So I have a xls file with some weird style but there's nothing I can do about it so I just need to parse it.
As you can see I have some merged cells. What I want to do is fill the empty values for the merged cells ("ffill") but also keep the empty cells like they are.
Something like this
EIM, C,NI1 Enescu_Ioan, EIM, S,NI11,Enescu_Ioan
EIM, C,NI1 Enescu_Ioan, Empty
EIM, C,NI1 Enescu_Ioan EIM, S,NI11,Enescu_Ioan
EIM, C,NI1,Enescu_Ioan Empty
The way I'm loading the file right now is this.
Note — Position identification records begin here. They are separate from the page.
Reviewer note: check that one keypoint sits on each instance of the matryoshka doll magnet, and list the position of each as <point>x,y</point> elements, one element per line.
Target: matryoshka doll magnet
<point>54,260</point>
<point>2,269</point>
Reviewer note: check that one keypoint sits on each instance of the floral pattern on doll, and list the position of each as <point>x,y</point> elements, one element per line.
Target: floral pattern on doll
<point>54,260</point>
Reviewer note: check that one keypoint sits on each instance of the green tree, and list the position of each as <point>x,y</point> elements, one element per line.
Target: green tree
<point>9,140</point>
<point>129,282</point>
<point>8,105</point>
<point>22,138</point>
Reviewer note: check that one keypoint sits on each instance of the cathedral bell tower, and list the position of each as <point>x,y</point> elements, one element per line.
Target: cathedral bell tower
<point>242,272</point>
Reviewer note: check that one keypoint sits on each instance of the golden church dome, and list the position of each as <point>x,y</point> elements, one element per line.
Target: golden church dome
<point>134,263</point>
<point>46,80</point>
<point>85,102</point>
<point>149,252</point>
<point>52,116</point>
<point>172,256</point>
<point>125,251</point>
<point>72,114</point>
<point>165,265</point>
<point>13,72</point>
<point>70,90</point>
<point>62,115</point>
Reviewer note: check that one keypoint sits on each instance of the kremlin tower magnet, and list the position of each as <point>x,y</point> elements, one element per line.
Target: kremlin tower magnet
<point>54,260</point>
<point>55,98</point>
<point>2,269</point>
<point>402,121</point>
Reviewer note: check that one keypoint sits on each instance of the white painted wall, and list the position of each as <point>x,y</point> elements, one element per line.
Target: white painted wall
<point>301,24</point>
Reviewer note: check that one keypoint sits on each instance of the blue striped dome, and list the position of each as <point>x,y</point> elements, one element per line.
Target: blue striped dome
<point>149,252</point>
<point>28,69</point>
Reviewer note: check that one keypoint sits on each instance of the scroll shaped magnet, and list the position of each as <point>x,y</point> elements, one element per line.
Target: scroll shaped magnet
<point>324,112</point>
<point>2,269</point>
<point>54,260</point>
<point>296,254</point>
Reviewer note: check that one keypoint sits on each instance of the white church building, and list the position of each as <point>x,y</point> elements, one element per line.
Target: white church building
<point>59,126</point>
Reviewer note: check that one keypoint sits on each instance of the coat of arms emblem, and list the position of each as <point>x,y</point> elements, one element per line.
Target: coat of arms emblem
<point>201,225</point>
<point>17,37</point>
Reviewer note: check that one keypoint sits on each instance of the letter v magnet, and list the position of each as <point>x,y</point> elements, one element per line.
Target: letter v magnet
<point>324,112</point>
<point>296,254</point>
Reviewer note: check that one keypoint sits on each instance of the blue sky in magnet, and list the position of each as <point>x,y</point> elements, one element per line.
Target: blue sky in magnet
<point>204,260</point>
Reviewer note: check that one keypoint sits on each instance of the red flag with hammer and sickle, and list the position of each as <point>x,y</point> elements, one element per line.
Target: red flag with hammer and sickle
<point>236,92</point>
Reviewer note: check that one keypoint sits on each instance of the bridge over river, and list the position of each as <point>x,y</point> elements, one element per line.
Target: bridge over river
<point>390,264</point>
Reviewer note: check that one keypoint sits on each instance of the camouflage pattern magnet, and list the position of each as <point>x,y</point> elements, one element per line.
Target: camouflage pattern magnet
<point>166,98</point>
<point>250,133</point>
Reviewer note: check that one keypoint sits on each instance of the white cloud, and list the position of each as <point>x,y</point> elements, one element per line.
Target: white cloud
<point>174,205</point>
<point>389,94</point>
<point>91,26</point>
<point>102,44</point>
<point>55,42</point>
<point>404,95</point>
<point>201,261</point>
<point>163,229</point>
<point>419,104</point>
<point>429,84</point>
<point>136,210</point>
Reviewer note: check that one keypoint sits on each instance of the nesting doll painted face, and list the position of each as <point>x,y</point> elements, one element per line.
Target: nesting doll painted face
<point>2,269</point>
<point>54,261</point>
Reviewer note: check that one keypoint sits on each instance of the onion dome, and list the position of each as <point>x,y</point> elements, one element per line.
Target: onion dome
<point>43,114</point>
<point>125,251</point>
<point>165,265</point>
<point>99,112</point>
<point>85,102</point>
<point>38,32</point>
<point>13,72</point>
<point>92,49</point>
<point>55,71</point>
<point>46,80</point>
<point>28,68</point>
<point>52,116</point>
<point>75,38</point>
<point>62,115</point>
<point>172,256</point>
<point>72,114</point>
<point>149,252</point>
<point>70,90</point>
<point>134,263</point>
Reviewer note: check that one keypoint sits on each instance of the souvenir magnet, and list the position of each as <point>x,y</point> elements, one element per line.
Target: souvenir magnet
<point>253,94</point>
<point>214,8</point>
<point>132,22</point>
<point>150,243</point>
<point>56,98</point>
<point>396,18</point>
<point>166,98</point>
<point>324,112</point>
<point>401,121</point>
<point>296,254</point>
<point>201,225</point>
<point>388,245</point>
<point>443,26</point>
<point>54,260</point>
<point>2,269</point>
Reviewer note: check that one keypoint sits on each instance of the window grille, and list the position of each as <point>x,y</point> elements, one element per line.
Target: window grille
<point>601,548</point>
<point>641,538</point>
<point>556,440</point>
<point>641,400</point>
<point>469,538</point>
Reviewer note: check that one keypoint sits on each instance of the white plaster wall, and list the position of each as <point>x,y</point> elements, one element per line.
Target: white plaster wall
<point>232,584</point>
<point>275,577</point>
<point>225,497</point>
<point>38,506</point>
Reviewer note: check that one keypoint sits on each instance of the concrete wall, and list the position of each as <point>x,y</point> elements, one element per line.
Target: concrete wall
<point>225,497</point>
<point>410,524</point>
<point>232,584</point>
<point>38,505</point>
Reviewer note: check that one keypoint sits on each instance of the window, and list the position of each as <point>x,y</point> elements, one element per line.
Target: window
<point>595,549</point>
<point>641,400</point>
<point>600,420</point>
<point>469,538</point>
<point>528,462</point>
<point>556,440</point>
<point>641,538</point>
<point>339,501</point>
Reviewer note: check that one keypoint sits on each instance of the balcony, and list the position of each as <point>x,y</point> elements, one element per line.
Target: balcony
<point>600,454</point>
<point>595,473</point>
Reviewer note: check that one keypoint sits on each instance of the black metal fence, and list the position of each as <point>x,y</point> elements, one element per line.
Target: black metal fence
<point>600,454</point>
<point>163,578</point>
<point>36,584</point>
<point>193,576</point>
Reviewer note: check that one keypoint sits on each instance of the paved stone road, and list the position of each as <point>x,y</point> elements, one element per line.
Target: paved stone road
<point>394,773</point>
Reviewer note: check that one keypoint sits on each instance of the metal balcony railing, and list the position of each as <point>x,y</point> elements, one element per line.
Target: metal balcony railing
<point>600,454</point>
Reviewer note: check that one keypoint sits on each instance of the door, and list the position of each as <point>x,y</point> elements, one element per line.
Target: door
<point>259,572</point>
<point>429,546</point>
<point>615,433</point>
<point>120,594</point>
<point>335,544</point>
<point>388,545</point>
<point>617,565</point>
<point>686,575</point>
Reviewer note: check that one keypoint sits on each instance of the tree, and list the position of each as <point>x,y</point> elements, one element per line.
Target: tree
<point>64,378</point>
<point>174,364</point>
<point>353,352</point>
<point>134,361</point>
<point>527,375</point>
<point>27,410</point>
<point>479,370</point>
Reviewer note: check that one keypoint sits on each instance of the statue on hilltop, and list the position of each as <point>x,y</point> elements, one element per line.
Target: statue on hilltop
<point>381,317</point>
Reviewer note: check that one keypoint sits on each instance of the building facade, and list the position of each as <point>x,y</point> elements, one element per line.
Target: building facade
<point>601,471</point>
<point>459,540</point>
xl = pd.ExcelFile("data/file.xls")
df = xl.parse(0, header=None)
I've also tried to open the file like this and access the merged cells but I get an empty list.
book = xlrd.open_workbook("data/file.xls")
book.sheet_by_index(0).merged_cells # This is empty []
Is there any way I could achieve this? Thanks!
EDIT
There might be some confusions regarding the question so I'll try to explain better. The attached image is a subset of a larger file where the columns may appear in different order. What I'm trying to achieve is a way of differentiating between merged cells NAN values (in a merged cell only the first column has a value, the rest are all nan) and empty cells NAN.